History

German Empire
- Name: UC-107
- Builder: Blohm & Voss, Hamburg
- Yard number: 341
- Launched: 2 June 1918
- Completed: 30 November 1918
- Fate: Ceded to France as war reparation; broken up, 1921

General characteristics
- Class & type: Type UC III submarine
- Displacement: 491 t (483 long tons), surfaced; 571 t (562 long tons), submerged;
- Length: 56.51 m (185 ft 5 in) (o/a); 42.20 m (138 ft 5 in) (pressure hull);
- Beam: 5.54 m (18 ft 2 in) (o/a)
- Draft: 3.77 m (12 ft 4 in)
- Propulsion: 2 × propeller shafts; 2 × 6-cylinder, 4-stroke diesel engines, 600 PS (440 kW; 590 bhp); 2 × electric motors, 770 PS (570 kW; 760 shp);
- Speed: 11.5 knots (21.3 km/h; 13.2 mph), surfaced; 6.6 knots (12.2 km/h; 7.6 mph), submerged;
- Range: 9,850 nautical miles (18,240 km; 11,340 mi) at 7 knots (13 km/h; 8.1 mph), surfaced; 40 nmi (74 km; 46 mi) at 4.5 knots (8.3 km/h; 5.2 mph), submerged;
- Test depth: 75 m (246 ft)
- Complement: 32
- Armament: 6 × 100 cm (39.4 in) mine tubes; 14 × UC 200 mines; 3 × 50 cm (19.7 in) torpedo tubes (2 bow external; one stern); 7 × torpedoes; 1 x 10.5 cm (4.1 in) SK L/45 or 8.8 cm (3.5 in) Uk L/30 deck gun;
- Notes: 15-second diving time

= SM UC-107 =

German Type UC III submarine

SM UC-107 was a German Type UC III minelaying submarine or U-boat built for the German Imperial Navy (Kaiserliche Marine) during World War I.

==Design==
A Type UC III submarine, UC-100 had a displacement of 491 t when at the surface and 571 t while submerged. She had a length overall of 56.51 m, a beam of 5.54 m, and a draught of 3.77 m. The submarine was powered by two six-cylinder four-stroke diesel engines each producing 300 PS (a total of 600 PS), two electric motors producing 770 PS, and two propeller shafts. She had a dive time of 15 seconds and was capable of operating at a depth of 75 m.

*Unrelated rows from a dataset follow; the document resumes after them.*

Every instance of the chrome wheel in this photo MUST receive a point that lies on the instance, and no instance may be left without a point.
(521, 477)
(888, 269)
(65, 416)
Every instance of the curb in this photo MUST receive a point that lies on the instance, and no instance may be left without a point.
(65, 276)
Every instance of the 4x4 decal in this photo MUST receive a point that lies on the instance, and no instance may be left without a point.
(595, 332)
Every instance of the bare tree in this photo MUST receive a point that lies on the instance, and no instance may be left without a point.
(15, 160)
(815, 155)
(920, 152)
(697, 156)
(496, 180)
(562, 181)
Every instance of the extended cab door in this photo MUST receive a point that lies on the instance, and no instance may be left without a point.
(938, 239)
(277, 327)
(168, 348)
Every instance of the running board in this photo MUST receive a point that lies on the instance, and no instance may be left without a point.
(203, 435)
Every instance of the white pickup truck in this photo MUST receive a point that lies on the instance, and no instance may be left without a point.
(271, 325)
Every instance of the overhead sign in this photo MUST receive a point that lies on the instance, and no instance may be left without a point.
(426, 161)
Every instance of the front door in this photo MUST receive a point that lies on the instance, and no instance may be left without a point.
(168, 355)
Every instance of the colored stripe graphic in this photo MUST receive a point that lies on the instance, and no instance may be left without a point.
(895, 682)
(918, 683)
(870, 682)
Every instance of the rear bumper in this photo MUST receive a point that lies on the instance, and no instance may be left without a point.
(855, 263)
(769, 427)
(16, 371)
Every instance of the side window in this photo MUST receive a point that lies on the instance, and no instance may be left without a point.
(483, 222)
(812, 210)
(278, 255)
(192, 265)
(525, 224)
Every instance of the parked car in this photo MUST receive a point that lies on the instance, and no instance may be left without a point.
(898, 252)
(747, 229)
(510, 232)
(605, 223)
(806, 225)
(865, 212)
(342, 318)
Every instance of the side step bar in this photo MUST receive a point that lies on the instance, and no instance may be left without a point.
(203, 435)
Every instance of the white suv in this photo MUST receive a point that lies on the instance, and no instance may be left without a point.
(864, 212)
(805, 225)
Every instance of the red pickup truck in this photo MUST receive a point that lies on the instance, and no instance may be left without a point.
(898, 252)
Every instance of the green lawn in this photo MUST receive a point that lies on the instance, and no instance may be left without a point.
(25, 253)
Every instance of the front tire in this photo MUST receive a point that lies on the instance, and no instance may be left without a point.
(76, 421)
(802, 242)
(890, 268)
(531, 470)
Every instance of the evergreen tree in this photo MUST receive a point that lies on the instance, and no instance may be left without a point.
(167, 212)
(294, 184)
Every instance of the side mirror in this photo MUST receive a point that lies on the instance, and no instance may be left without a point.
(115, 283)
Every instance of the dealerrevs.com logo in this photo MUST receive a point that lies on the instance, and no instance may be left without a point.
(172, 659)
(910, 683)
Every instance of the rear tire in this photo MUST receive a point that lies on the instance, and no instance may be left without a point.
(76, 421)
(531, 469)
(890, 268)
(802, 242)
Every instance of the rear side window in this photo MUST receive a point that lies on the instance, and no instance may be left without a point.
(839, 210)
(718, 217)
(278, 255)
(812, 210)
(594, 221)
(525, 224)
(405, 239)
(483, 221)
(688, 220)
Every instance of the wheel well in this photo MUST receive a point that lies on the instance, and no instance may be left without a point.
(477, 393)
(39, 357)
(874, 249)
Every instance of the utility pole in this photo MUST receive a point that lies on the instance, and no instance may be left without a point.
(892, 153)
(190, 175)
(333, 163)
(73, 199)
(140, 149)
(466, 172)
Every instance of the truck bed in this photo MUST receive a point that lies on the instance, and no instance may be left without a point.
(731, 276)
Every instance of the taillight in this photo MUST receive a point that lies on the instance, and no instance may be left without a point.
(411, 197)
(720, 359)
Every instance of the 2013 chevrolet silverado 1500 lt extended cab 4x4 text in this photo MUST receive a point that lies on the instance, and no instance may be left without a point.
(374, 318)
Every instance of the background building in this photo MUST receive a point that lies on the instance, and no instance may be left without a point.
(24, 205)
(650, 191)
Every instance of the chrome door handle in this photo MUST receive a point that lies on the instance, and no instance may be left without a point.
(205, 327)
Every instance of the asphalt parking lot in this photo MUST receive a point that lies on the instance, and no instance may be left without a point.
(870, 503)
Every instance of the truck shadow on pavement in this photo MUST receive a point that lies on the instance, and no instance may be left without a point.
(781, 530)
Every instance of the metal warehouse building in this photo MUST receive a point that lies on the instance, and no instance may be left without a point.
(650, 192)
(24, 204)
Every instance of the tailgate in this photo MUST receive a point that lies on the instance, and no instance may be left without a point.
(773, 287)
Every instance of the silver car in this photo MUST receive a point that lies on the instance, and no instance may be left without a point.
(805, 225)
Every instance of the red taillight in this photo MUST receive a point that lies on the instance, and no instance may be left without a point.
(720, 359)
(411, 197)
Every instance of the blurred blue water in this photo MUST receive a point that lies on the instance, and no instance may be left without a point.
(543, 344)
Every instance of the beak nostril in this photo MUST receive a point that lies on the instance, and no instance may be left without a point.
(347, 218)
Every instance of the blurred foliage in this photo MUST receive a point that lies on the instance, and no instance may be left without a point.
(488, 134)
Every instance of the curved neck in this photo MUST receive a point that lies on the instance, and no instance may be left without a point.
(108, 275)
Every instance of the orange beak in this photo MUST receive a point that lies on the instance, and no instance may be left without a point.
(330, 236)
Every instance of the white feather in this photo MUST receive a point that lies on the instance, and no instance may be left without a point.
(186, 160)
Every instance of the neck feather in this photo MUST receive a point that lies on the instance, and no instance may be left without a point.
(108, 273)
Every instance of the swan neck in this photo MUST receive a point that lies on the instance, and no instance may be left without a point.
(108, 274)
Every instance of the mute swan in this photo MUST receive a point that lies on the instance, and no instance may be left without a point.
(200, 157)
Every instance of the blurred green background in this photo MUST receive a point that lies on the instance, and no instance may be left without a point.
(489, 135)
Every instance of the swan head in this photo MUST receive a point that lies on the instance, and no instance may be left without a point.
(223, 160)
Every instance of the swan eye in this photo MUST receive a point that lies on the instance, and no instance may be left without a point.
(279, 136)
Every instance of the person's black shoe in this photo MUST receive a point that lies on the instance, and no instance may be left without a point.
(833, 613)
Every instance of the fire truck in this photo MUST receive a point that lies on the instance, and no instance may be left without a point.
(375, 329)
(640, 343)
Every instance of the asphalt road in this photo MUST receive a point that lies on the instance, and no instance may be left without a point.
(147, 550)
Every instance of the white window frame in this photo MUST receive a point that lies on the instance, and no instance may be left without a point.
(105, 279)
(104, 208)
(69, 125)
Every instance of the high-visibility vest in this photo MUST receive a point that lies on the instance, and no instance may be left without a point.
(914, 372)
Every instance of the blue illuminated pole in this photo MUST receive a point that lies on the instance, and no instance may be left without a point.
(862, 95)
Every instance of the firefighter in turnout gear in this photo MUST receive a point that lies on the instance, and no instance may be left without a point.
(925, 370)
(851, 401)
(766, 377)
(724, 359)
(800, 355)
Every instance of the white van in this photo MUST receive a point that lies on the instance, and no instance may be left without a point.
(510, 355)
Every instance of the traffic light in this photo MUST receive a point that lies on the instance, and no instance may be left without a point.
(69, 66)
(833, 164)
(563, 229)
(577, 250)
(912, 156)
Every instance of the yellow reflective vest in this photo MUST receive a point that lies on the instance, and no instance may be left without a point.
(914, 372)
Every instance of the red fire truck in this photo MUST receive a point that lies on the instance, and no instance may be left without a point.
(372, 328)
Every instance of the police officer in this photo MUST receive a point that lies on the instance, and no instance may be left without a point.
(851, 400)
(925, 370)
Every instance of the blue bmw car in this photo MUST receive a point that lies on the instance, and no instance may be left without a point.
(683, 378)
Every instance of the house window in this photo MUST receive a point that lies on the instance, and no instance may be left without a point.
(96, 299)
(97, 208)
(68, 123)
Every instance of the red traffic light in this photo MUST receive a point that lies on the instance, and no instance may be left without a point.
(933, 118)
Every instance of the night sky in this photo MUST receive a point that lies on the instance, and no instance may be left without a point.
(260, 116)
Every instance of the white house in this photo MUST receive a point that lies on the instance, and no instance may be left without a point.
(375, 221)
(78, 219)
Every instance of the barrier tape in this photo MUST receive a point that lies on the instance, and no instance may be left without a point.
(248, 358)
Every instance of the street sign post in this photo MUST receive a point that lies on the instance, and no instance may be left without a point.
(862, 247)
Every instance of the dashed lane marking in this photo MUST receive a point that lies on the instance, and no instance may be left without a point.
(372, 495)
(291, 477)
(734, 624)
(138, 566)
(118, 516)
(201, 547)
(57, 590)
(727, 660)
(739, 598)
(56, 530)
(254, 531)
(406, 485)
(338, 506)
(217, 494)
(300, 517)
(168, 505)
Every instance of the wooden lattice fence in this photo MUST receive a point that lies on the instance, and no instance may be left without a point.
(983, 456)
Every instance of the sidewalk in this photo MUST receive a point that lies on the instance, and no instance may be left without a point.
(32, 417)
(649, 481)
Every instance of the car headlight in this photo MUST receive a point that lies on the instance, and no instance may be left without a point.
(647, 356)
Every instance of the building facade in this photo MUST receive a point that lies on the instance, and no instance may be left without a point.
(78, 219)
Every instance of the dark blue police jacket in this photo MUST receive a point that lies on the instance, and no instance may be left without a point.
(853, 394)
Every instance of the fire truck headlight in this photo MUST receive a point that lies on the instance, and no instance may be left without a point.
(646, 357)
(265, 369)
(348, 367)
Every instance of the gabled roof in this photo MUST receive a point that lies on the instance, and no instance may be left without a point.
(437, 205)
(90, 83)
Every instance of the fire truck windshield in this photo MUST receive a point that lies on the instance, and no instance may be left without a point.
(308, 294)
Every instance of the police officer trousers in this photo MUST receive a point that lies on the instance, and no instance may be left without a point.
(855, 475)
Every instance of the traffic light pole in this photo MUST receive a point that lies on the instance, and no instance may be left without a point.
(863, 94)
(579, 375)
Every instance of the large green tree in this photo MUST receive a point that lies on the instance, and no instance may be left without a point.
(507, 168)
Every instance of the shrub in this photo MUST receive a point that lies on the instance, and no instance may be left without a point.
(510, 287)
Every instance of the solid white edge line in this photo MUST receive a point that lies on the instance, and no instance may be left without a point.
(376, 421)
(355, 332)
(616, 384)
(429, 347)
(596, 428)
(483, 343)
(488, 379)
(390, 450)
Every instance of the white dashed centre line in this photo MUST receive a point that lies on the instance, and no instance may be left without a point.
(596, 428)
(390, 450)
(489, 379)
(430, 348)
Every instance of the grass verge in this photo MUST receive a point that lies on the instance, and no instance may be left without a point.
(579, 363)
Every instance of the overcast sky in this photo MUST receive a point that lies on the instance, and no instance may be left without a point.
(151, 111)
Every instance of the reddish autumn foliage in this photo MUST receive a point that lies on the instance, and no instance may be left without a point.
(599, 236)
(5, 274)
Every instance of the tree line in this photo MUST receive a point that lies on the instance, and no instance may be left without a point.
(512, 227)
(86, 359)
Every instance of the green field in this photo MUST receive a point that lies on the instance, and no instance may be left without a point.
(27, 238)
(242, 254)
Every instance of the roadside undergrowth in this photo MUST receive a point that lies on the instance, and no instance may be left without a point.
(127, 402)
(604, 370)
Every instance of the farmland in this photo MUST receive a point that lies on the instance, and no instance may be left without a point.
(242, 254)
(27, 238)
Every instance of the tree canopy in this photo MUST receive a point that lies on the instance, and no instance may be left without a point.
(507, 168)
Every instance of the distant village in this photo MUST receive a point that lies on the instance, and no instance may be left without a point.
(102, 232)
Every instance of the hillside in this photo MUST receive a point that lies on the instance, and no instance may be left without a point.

The submarine was designed for a maximum surface speed of 11.5 kn and a submerged speed of 6.6 kn. When submerged, she could operate for 40 nmi at 4.5 kn; when surfaced, she could travel 9850 nmi at 7 kn. UC-100 was fitted with six 100 cm mine tubes, fourteen UC 200 mines, three 50 cm torpedo tubes (one on the stern and two on the bow), seven torpedoes, and one 10.5 cm SK L/45 or 8.8 cm Uk L/30 deck gun . Her complement was twenty-six crew members.

==Construction and career==
The U-boat was launched on 2 June 1918 and completed on 30 November 1918. Because UC-107 was finished after the end of fighting, she was never commissionedd into the German Imperial Navy; had she been so commissioned, she would have been named SM UC-107. UC-107 was awarded to the United Kingdom as a war reparation and broken up in 1921.